首先,法律并不直接“禁止”抗议,而是通过“拒绝授权”来实现事实上的限制。在新南威尔士州,抗议活动需要向警方提交Form 1申请以获得授权。授权后的抗议者享有法律保护,不会因阻碍行人或交通而被起诉。
新法律赋予警察局长权力,在发生恐怖事件后,可以宣布特定区域进入“公共集会限制声明”状态。一旦声明生效,警方就可以“基于社区安全考虑”拒绝所有Form 1申请。更关键的是,法律还赋予了警察对未经授权集会的“驱散权”。
“这就像给你一把锁,却不给你钥匙。”新州公民自由委员会主席蒂莫西·罗伯茨对《卫报》表示,“法律创造了一种非同寻常的寒蝉效应,它悬在警察自由裁量权的阴影下,决定哪些抗议是‘合适’的,哪些不是。”
目前,这项权力已被实际运用。圣诞节前夕,悉尼CBD、西南和西北警务区被宣布进入限制状态,原定14天的声明已被延长至1月20日。警察局长马兰扬承认,延长决定“没有新的情报依据”,完全是基于“持续的社区安全担忧”。
**二、沉默的代价:谁的声音被压制?**
对于巴勒斯坦行动组织协调人乔什·利斯来说,这部法律带来的影响是具体而直接的。
“政府正在剥夺和平抗议的权利,而且没有任何证据表明这会让任何人更安全。”利斯在去年12月就发出了警告。他的担忧并非空穴来风——该组织已经多次成为警方限制的目标。
2025年8月,PAG计划在悉尼海港大桥举行游行,警方最初拒绝授权,但该组织成功上诉。然而到了10月,他们计划在歌剧院前院举行的游行被禁止,法院以“极端”安全担忧为由支持了警方的决定。
更令人担忧的是时间节点。当前的限制声明将持续到1月20日,而1月26日是澳大利亚的“入侵日”——原住民团体每年在这一天举行大规模集会,抗议殖民历史,呼吁承认原住民权利。
Blak Caucus作为原住民权益组织加入宪法挑战,绝非偶然。当被问及限制声明是否会影响入侵日集会时,警察局长马兰扬只是含糊地表示“现在考虑这个问题还为时过早”。但这种不确定性本身,就是一种压制。
**三、宪法专家的困惑:模糊的边界在哪里?**
宪法法律专家对这场挑战的成功率表达了不确定性。问题的核心在于法律的模糊性。
澳大利亚宪法中并没有像美国第一修正案那样明确的言论自由保护条款。澳大利亚高等法院通过判例确立了一种“隐含的宪法自由”,即公民有权就政府和政治事务进行交流。但这种自由并非绝对,政府可以施加“合理”的限制。
挑战者们在法庭传票中主张,新法律“不可允许地加重了宪法隐含的关于政府和政治事务的交流自由负担”。
然而,正如一位不愿具名的宪法学者向《卫报》解释的那样:“法律并没有完全禁止集会,它只是拒绝授权。这在技术上留下了一个灰色地带——人们仍然可以集会,但将面临被起诉的风险。法院需要判断这种‘寒蝉效应’是否构成了事实上的禁止。”
这已经不是新州政府第一次在抗议法上遭遇宪法挑战。就在去年10月,新州最高法院裁定一项赋予警察在礼拜场所“内部或附近”驱散抗议者权力的法律违宪——那场挑战同样由PAG发起并获胜。
**四、历史的回响:安全与自由的永恒舞蹈**
新南威尔士州州长克里斯·明斯对公民自由的担忧不屑一顾,称之为“夸大其词”。他承认政府“意识到挑战的威胁”,但“相信法律能够经受住宪法挑战”。
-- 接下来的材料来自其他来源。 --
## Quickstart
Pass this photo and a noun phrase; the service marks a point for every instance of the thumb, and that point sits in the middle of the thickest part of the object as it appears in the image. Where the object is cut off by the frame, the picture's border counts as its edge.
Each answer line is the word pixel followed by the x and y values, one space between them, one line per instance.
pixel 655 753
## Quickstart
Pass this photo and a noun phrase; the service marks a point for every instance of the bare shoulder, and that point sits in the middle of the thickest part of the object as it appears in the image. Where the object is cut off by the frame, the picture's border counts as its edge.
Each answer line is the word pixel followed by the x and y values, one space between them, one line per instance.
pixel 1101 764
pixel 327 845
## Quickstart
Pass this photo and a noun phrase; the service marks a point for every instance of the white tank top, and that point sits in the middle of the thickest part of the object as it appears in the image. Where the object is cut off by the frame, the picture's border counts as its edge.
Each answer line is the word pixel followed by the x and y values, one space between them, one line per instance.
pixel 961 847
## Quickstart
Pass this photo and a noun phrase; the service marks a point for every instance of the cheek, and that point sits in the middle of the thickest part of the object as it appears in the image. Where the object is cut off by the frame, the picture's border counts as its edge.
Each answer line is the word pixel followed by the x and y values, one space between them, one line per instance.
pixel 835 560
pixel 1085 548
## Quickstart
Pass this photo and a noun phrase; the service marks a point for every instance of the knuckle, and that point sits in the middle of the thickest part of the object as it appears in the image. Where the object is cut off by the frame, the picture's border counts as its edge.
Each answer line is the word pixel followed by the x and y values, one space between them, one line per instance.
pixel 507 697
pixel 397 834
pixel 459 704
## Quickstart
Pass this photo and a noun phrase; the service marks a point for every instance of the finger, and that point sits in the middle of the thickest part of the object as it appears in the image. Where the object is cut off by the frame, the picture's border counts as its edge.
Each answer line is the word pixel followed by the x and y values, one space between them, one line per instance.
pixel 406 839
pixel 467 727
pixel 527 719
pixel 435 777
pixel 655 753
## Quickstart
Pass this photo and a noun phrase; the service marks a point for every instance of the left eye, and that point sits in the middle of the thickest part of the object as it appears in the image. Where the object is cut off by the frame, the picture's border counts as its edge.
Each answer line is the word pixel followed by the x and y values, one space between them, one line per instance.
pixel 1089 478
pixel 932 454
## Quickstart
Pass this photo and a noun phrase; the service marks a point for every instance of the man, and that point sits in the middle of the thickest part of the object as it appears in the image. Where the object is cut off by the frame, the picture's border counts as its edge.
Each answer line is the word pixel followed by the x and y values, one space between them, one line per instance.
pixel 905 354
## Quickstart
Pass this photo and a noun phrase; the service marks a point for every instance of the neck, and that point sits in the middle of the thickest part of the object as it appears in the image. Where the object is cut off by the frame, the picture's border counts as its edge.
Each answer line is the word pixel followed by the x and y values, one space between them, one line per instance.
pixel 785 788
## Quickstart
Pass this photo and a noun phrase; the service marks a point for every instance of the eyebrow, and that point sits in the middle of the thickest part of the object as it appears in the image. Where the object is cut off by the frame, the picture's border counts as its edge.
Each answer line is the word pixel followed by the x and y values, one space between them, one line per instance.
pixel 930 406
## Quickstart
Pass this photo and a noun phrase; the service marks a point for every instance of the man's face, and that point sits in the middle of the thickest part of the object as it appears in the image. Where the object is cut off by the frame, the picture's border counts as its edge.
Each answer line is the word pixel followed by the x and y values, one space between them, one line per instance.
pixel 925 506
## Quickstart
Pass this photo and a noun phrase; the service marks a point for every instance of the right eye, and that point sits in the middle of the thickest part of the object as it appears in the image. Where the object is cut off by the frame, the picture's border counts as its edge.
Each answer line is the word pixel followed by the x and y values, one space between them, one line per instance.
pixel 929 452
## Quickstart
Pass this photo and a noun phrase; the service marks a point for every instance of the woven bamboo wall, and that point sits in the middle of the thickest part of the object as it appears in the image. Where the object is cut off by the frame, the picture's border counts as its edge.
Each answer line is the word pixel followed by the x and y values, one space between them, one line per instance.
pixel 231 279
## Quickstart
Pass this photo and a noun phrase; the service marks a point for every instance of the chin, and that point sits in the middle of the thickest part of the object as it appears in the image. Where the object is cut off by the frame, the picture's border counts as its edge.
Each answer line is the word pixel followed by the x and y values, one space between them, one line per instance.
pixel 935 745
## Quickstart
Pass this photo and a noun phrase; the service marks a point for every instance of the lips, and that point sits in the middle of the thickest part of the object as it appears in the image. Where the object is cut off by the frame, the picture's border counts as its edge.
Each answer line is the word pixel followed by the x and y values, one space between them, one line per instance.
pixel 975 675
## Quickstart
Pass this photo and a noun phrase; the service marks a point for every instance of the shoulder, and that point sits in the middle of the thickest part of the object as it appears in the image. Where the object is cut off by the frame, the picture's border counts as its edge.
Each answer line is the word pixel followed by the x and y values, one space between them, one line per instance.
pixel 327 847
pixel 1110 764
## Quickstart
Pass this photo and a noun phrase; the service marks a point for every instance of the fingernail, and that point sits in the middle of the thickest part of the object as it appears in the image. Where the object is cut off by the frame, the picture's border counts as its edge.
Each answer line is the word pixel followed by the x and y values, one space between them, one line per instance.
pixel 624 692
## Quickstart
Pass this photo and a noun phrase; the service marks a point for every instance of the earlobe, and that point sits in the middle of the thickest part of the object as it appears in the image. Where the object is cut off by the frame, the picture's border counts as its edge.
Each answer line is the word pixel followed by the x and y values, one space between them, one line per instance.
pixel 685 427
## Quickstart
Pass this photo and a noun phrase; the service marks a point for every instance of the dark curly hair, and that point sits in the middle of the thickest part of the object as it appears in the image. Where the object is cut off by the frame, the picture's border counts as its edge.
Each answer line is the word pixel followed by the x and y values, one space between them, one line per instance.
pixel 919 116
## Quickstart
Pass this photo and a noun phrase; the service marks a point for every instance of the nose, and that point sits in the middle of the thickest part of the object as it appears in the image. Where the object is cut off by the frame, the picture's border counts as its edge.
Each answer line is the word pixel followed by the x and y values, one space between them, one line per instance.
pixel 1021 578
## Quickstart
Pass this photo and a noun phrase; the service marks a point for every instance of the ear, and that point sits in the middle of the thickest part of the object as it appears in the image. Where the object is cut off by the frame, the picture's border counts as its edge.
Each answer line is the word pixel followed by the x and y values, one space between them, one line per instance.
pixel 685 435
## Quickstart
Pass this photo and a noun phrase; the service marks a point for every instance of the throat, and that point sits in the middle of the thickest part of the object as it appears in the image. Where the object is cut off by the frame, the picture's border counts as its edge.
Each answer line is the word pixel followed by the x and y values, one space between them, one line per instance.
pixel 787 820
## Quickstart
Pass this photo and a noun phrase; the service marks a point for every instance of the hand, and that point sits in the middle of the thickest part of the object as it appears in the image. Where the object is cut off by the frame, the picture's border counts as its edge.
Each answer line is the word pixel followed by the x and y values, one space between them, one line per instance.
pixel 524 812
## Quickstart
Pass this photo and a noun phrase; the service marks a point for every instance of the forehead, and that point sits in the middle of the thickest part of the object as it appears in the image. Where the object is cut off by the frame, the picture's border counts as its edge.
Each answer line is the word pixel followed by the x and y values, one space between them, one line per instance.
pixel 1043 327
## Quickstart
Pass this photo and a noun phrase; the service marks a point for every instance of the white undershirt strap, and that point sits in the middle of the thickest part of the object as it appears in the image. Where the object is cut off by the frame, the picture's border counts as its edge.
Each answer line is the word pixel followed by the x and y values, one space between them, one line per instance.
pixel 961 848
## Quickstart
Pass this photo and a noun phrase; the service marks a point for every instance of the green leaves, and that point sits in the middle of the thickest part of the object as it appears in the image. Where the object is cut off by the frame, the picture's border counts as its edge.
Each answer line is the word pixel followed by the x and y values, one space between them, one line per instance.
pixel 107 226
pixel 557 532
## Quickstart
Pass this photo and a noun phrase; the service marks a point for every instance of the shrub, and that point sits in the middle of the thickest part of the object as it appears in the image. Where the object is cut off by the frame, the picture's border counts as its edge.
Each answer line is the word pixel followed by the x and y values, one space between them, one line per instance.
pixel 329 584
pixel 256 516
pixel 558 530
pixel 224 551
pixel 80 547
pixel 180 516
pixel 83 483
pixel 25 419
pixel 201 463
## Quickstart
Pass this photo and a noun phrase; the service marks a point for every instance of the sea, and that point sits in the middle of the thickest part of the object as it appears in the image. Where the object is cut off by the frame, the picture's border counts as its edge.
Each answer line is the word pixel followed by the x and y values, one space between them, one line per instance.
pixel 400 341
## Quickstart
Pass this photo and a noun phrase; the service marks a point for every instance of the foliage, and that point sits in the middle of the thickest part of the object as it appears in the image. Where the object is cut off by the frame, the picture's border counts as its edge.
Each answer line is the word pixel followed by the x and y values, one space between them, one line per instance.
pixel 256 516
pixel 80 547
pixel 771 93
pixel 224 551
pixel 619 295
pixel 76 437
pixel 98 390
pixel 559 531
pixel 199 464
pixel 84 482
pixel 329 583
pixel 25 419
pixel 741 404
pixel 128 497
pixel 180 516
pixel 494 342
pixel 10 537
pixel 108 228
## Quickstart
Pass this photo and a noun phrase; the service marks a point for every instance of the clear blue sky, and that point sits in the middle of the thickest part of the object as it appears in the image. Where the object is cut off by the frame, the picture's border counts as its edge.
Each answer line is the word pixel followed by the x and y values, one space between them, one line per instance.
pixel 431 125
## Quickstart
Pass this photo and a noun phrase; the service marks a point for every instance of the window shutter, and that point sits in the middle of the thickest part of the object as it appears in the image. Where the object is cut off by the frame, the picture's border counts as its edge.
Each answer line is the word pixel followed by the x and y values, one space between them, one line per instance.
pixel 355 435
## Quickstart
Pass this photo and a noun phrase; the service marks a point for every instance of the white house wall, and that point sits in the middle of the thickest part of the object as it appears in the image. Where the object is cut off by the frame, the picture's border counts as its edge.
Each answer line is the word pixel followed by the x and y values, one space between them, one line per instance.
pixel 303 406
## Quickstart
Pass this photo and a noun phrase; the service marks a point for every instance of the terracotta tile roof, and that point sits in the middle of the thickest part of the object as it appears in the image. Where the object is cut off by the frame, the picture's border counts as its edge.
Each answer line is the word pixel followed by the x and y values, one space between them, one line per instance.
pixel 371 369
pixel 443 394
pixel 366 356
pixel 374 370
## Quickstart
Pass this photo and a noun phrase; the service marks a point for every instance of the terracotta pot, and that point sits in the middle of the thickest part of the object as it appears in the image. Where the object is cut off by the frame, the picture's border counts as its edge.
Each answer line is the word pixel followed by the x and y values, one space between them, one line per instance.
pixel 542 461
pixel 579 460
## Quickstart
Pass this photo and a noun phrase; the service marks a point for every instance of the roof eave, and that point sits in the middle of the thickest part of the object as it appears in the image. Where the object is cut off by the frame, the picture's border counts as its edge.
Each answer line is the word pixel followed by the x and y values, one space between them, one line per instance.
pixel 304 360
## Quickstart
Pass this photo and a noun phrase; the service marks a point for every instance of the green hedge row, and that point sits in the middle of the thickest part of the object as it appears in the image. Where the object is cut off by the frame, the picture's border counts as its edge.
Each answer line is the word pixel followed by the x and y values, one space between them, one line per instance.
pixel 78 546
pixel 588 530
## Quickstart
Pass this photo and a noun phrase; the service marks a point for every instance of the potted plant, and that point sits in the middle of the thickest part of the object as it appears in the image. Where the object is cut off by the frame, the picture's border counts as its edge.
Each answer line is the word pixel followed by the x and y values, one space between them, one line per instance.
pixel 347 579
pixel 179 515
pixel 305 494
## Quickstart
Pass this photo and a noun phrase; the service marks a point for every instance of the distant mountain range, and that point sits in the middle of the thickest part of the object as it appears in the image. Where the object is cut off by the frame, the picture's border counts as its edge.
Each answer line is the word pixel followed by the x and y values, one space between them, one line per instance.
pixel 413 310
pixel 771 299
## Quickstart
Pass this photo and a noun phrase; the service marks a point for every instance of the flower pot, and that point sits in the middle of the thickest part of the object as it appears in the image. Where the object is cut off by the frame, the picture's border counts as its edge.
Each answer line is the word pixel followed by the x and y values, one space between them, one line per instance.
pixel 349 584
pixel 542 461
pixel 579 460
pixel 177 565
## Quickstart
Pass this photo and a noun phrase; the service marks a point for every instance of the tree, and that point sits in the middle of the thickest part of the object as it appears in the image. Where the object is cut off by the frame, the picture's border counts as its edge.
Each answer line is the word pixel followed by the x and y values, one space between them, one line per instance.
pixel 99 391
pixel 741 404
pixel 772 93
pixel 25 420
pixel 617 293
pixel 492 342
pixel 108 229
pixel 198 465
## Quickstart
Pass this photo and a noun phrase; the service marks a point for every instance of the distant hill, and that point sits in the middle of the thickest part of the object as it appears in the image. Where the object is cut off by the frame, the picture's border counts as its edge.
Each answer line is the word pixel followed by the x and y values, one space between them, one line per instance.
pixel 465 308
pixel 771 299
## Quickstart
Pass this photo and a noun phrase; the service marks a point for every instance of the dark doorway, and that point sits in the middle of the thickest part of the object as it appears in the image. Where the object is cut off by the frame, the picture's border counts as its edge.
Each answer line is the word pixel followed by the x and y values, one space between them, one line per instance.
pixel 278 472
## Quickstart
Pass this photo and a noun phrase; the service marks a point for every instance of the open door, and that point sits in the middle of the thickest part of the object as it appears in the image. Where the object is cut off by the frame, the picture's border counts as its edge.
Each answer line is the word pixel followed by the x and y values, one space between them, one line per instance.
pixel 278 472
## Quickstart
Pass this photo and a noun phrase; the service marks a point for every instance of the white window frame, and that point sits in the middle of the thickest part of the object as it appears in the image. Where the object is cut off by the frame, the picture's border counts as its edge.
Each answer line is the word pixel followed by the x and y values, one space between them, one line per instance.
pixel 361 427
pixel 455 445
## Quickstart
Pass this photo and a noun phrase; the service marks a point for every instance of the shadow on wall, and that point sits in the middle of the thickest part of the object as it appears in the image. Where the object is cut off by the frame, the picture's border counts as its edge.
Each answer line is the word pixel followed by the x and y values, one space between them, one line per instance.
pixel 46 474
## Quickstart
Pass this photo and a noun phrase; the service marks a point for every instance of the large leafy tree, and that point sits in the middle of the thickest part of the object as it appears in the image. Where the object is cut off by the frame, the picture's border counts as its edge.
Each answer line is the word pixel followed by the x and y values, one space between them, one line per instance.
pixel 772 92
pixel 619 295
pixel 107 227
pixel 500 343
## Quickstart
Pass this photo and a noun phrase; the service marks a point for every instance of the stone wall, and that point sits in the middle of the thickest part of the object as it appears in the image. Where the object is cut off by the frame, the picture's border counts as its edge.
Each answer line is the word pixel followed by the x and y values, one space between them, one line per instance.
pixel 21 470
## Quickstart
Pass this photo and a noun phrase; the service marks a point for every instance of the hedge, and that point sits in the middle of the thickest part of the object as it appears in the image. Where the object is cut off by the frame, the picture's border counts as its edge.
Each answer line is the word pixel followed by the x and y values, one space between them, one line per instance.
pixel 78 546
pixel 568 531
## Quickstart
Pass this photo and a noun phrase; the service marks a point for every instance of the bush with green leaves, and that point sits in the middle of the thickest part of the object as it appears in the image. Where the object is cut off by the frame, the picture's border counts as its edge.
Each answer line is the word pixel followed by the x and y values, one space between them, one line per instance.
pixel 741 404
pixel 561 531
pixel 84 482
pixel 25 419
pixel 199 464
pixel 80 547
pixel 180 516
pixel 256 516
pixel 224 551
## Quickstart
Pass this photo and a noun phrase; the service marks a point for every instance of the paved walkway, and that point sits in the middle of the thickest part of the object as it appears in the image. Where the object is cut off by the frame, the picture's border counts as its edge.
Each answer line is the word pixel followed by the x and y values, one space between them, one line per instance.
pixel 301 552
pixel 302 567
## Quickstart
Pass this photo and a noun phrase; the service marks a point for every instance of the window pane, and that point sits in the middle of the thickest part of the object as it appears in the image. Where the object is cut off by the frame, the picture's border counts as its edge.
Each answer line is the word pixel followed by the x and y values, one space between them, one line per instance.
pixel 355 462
然而,历史告诉我们,在危机时刻匆忙通过的法律,往往会在事后被证明是过度的。
2001年9月11日后,澳大利亚通过了一系列反恐法律,扩大了警察和安全机构的权力。许多法律被批评为侵蚀公民自由。2014年,澳大利亚法律改革委员会的一份报告发现,自2001年以来,澳大利亚通过了超过60项反恐法律,创造了“世界上最广泛的反恐法律框架之一”。
2019年,新南威尔士州通过了《反抗议法》,赋予警察更大的权力来监管抗议活动,包括对活动组织者处以最高2.2万澳元的罚款。这些法律在当时就引发了公民自由团体的强烈反对。
**五、平衡的艺术:我们真的只能二选一吗?**
在邦迪袭击的阴影下,加强安全措施的呼声是可以理解的。失去亲人的家庭、受到创伤的社区,都有权要求政府确保他们的安全。
但民主社会的韧性,恰恰在于它能够在危机中保持平衡。抗议——特别是和平抗议——不是社会的威胁,而是民主的呼吸。它是公民向政府表达关切、推动变革的渠道。当这个渠道被堵塞,不满不会消失,只会以其他形式表达。
更令人担忧的是,这类法律往往不成比例地影响边缘化群体。原住民、巴勒斯坦支持者、环保活动人士——这些声音在政治主流中本就处于弱势,现在连上街表达诉求的权利也受到威胁。
“这不是关于左派或右派,这是关于民主的基本原则。”新州公民自由委员会的罗伯茨指出,“当政府可以因为‘可能’的安全担忧就关闭公共辩论的空间时,我们失去的不仅仅是某一次集会,而是整个民主对话的生态。”
周四,悉尼将举行初步听证会,决定宪法挑战的正式庭审日期。无论结果如何,这场法律斗争已经提出了一个根本性问题:在恐惧的时代,我们如何既保护社区安全,又不牺牲使我们成为自由社会的那些价值?
或许答案不在于更多的法律、更多的限制,而在于更多的对话、更多的信任,以及承认安全与自由不是零和游戏——一个真正安全的社会,是一个公民感到自己的声音被听见、权利被尊重的社会。
当反恐的大棒落下时,我们不应该问“这能让谁更安全”,而应该问“这会让谁沉默”。在民主的天平上,每一份沉默的重量,最终都会压垮自由的那一端。